Invoking the image of the legendary Mary “Mother” Jones and her campaign as an octogenarian on behalf of West Virginia coal miners and their children in the 1920s, 81-year-old military veteran Roland Micklem recently announced a twenty-five-mile march and nonviolent sit-in, to be led by senior citizens on October 8 at a Massey Energy mountaintop removal site in Kanawha County.
Along with encouraging investment in the region for green jobs and renewable energy sources, the Alliance for Appalachia plans to mount an even more aggressive citizens’ lobby campaign to pass the Clean Water Protection Act, which would in effect end mountaintop removal by halting the creation of valley fills and polluted waterways from mine waste.
“In order to counter the Goliath-like, multimillion-dollar coal industry lobby, the Alliance for Appalachia has organized monthly citizen lobby weeks,” says Stephanie Pistello. “As a result, the Clean Water Protection Act has a record 157 bipartisan co-sponsors in the House, and for the first time in history, we have legislation before the Senate, the Appalachia Restoration Act, which has eight co-sponsors.”
“The EPA has the authority to veto the permits,” Jackson reminded NPR listeners in September. “The permits themselves are issued by the US Army Corps of Engineers. So EPA plays sort of an oversight role there.” By the end of November, after receiving the Army Corps revisions of the permits, Jackson and the EPA should let the coalfield residents–and the nation–know how far that oversight extends.
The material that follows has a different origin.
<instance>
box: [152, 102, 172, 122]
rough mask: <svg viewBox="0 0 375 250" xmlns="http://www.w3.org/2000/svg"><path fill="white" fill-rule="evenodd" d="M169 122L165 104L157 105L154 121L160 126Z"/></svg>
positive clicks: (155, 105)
“It looks like EPA is prepared to do everything it can, within the existing regulatory framework, to protect the mountains and people of Appalachia,” says Teri Blanton of Kentuckians for the Commonwealth, a citizens’ organization in the state where more than half the designated permits are located. “This is great news, but it will take more than regulations to end the destruction. Mountaintop removal and valley fills should be banned.”
Back in Washington, planning the next lobby week of coalfield residents and pinning their hopes on Congress to move forward on the Clean Water Protection Act, Pistello concludes: “The people of Appalachia are asking for mountaintop removal to be abolished, not regulated. We will continue to bring residents to DC as long as mountains are being bombed and water runs black.”